V. Os efeitos do reconhecimento, pelo STF, da mora em realizar a revisão geral das remunerações e o direito à indenização pelos prejuízos

            Ora, se o STF não pode ordenar ao Executivo, em respeito à separação e autonomia dos poderes, o imediato cumprimento do mandamento constitucional, ao menos, o reconhecimento formal da mora deve ter algum efeito jurídico, como ocorre quando o judiciário (por qualquer de seus membros que seja) reconhece em alguém o estado de mora no cumprimento de alguma obrigação.

            Há conseqüências jurídicas mínimas a serem extraídas dessa mora, quais sejam, a de gerar para os prejudicados por esta o direito à reparação de todo e qualquer dano dela decorrente e a incidência dos juros moratórios.

            Ainda que se argumente, utilizando a clássica classificação de Silva (1998), ser o supracitado dispositivo constitucional norma de eficácia limitada, na medida em assegurou a revisão geral anual da remuneração aos servidores públicos, através de lei específica de iniciativa do Chefe do Poder Executivo, quer dizer, o dispositivo consagra o princípio da periodicidade, mas é norma de eficácia limitada, pois depende de normatização infraconstitucional para gerar todos os seus efeitos,

            entendemos que a obrigação de dar início ao processo legislativo, deflagrando as medidas tendentes à concretização da revisão, está nítida e indiscutivelmente traçada.

            A Constituição pode não ter estabelecido os índices para a revisão, ou os critérios a serem utilizados para alcançá-los, remetendo tais questões à legislação infra-constitucional, cuja iniciativa atribuiu ao Chefe do Executivo, porém, deixou inequívoca a obrigação de realizar, anualmente, a revisão.

            Aliás, entendemos que andou bem, nesse aspecto, o Constituinte Derivado, pois a EC 19/98 não deveria realmente ter corrido o risco de estabelecer índices sem parâmetro objetivo, pró-futuro, ou mesmo de engessar critérios que poderiam se revelar inadequados diante da conjuntura econômico-social que se desenharia, a cada ano. O legislador, por impossibilidade fática, não pode ser obrigado a prever todas as possibilidades e desdobramentos sociológicos das situações que está, genericamente, normatizando. É papel do aplicador adequar e bem seguir os comando, atendendo, inclusive, a seu conteúdo teleológico.

            Ora, se a finalidade dessa norma foi preservar o valor real das remunerações e subsídios, o que deve ser feito, por óbvio, examinando as oscilações inflacionárias em cada período a ser recomposto, revisado, cabe ao Chefe do Executivo adotar as providencias para bem cumprir o mandamento constitucional.

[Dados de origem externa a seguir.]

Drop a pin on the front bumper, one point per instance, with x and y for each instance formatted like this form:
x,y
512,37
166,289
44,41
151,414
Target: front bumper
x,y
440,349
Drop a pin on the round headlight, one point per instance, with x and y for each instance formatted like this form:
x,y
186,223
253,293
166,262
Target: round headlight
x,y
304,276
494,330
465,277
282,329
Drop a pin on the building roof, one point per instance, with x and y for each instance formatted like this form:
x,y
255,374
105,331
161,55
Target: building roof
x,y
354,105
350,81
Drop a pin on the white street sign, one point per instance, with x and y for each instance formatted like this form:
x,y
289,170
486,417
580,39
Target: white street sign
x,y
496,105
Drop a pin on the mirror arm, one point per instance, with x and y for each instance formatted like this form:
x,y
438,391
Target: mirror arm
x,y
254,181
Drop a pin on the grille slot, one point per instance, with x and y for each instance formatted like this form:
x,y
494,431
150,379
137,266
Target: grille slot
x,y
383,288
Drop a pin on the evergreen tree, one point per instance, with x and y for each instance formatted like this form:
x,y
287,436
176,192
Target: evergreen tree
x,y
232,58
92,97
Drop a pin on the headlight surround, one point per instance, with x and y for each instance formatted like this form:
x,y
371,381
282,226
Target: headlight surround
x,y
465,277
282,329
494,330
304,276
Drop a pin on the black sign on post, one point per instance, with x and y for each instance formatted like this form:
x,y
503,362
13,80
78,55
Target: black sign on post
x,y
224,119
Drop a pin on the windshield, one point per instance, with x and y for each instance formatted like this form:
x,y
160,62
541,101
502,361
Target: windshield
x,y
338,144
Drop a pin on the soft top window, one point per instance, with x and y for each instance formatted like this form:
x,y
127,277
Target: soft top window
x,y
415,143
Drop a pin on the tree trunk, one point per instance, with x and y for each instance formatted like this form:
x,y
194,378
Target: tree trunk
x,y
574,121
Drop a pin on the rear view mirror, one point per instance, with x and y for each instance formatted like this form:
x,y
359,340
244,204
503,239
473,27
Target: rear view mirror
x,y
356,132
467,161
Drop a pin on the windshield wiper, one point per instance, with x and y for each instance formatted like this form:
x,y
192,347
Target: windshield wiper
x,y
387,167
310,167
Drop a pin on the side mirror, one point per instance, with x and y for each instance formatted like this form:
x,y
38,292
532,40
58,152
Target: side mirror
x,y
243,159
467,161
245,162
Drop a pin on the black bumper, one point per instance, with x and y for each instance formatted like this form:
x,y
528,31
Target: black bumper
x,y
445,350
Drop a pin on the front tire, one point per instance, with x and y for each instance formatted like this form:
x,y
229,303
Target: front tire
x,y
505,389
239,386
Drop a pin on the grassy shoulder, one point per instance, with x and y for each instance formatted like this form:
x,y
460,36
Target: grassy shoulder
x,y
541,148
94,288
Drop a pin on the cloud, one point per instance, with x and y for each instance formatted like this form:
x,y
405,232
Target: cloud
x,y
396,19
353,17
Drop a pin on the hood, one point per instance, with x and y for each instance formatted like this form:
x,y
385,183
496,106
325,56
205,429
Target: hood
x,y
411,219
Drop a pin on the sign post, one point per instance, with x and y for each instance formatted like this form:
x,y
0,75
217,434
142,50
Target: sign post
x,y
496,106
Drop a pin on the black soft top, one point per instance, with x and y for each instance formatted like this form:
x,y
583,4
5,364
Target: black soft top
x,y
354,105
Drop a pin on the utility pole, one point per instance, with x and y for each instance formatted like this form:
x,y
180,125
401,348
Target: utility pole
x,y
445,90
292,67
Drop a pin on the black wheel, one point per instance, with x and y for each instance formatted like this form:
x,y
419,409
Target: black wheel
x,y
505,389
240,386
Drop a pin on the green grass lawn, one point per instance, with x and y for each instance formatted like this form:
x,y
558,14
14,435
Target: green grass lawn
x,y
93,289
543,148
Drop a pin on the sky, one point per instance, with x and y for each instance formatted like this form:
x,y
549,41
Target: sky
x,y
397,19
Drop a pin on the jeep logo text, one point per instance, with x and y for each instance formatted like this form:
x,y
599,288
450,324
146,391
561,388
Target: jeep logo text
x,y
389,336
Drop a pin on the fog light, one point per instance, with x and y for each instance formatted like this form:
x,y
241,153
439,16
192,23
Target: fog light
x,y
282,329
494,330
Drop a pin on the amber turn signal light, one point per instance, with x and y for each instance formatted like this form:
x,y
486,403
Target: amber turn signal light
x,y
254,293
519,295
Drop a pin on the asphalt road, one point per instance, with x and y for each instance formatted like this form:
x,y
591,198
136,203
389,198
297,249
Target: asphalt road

            Nesse sentido, ou se reconhece eficácia ao dispositivo constitucional, através do Judiciário, ou se terá uma situação em que a omissão do legislador ordinário (poder constituído), ou pior do Chefe do Executivo, como no caso em tela, vale mais do que a afirmação clara do poder constituinte; permitindo a espoliação do poder de compra e da qualidade de vida dos servidores, com todos os nocivos efeitos sócio-econômicos.

            Segundo Eros Grau (2000, p. 172), a interpretação normativa é um processo dialético de compreensão e não deixa de ser um ato político e ideológico, pois o intérprete é condicionado pela sua cultura jurídica, seus credos filosóficos, políticos e religiosos, suas condições sócio-econômicas e psico-sociais.

            Bem, o fato é que não há justificativa plausível para a omissão em que se manteve o então presidente FHC, desde 1999, doze meses após a EC 19/98, que foi de 04 de junho de 1998, até janeiro de 2002, quando, pela lei 10.331/2001, procedeu-se a primeira revisão geral.

            Parece-nos evidente que, em decorrência de sua omissão, o poder público deu causa à perda do poder aquisitivo das remunerações e subsídios percebidos pelos servidores públicos e agentes políticos, causando-lhes prejuízos econômicos – danos materiais evidentes. Há, inclusive, clara configuração do ato omissivo, pela direta interpretação da norma em questão, bem como pelo julgamento do STF; clara configuração do dano, pela perda do valor das remunerações e subsídios, a cada anos, e claríssimo nexo de causalidade entre a conduta omissiva e o advento dos prejuízos.

            Portanto, surge a obrigação de indenizar, como decorrência direta e inafastável do reconhecimento da mora. Ou seja, os índices inflacionários medidos nos períodos de doze meses, contados de junho de 1998 a junho de 1999, junho de 1999 a junho de 2000, junho de 2000 a junho de 2001, e o período de seis meses entre junho de 2001 a dezembro de 2001, data de inicio da vigência da Lei 10.331/01, trouxeram claros danos materiais, que devem ser recompostos aos titulares do direito às revisões anuais que inocorreram.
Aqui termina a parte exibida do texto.